D’Arcy Boulton, Jr. (1785–1846) and his wife, Sarah Anne (née Robinson), (1789–1863) built the Grange House in 1817 and lived there with their eight children John Andrew (1810?-1830), William Henry (1812-1874), D’Arcy Edward (1814-1885), Beverley Robert (?-1840), Mary Sayer (1816-1837), Emma Robinson (1818-1890), Sarah Ann (1824?-1906), and John (1829-1882).
Both sides of the family were members of the powerful elite in Upper Canada - Sarah Anne’s brother was Chief Justice John Beverley Robinson, the leader of the Family Compact, and Boultons and their friends enjoyed influence, favourable business dealings, and Crown appointments.
D’Arcy had trained as a lawyer but worked as a merchant with his brother-in-law, Peter Robinson.
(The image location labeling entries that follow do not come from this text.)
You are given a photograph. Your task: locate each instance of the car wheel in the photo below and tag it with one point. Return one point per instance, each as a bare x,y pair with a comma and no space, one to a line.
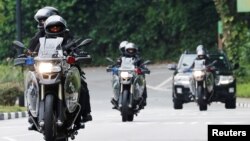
230,103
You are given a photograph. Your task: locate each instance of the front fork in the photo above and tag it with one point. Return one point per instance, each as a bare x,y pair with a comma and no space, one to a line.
130,96
204,95
59,106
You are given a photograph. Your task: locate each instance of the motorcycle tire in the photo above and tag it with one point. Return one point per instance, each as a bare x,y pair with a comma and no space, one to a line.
49,119
65,139
230,103
125,109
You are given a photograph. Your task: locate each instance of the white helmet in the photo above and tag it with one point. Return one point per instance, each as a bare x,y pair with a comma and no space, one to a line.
122,46
200,51
131,49
55,25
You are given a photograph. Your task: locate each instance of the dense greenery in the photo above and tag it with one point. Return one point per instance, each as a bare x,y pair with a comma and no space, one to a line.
11,83
161,28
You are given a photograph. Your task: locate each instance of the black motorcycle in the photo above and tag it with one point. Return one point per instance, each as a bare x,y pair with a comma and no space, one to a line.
52,87
129,85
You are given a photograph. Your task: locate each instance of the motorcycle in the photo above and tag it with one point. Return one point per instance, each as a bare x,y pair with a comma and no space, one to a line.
129,86
202,83
52,86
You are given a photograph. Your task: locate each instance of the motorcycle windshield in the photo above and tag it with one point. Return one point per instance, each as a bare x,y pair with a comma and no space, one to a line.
199,64
127,64
49,47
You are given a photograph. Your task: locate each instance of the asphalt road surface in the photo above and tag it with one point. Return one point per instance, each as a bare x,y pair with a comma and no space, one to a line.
157,122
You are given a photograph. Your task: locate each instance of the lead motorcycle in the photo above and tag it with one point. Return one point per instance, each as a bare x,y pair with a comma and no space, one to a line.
202,83
52,87
129,86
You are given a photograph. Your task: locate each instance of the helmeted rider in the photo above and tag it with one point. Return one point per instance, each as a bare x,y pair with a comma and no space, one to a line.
122,47
201,55
54,26
131,50
41,16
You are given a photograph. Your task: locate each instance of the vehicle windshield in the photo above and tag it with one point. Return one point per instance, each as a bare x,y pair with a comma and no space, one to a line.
222,63
186,61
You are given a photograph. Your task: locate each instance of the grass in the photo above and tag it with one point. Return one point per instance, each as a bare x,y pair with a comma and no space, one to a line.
12,109
243,90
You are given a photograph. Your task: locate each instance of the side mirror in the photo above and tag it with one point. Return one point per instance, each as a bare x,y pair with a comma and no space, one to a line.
236,66
18,45
109,59
172,66
146,62
85,42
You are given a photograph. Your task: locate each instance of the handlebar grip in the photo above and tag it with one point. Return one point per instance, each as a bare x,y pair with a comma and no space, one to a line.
19,61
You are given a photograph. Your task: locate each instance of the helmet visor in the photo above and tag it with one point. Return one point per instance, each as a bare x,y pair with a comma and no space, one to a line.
55,29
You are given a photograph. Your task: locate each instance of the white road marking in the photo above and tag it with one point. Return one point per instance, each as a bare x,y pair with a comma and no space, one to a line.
164,82
8,139
160,86
158,89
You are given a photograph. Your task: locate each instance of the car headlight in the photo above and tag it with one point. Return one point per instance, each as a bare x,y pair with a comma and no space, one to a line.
225,79
124,74
48,68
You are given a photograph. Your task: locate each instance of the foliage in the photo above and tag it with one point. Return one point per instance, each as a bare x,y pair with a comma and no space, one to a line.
11,83
9,93
243,90
235,34
161,28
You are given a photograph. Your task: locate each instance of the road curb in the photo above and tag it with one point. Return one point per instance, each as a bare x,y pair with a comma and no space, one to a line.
13,115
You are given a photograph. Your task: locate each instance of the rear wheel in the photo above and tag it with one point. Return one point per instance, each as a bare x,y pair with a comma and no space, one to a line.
201,101
49,119
65,139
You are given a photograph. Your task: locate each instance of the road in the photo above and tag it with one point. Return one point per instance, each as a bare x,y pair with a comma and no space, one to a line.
157,122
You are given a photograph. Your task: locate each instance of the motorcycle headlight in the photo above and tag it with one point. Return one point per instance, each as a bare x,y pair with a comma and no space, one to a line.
198,75
48,68
184,80
225,79
124,74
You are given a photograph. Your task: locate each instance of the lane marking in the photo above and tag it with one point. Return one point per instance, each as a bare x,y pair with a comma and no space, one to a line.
8,138
158,89
164,82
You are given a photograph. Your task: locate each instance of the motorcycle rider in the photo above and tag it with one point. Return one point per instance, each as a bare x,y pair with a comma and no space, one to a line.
201,55
122,47
59,30
41,16
131,51
55,26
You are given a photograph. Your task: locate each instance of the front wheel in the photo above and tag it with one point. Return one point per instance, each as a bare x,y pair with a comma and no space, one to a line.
65,139
230,103
201,101
49,119
126,115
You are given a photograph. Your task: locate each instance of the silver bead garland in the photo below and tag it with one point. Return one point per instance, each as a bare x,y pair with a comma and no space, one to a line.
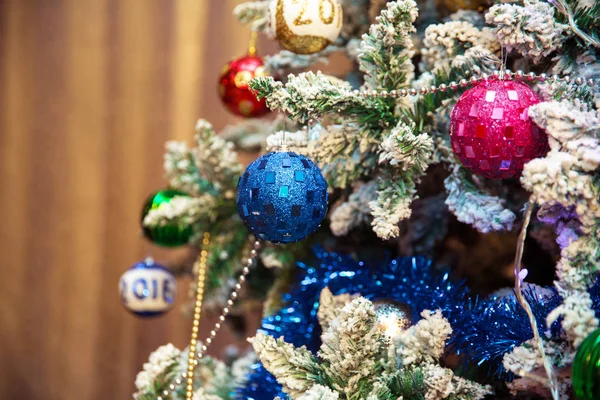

Once settled in The Grange he retired and became a landowner. He also held minor government positions.
Their eldest surviving son, William (1812–1874), continued to live in the house. He also trained and practised as a lawyer. William was also an alderman, was appointed mayor of Toronto four times and was a member of parliament.
In 1846, William married Harriet Dixon (1825–1909), a Bostonian from a wealthy family. They had no children. After William’s death, Harriet married scholar and political writer Goldwin Smith (1823–1910). Harriet left the Grange House to the Art Museum of Toronto (now the Art Gallery of Ontario) in her will.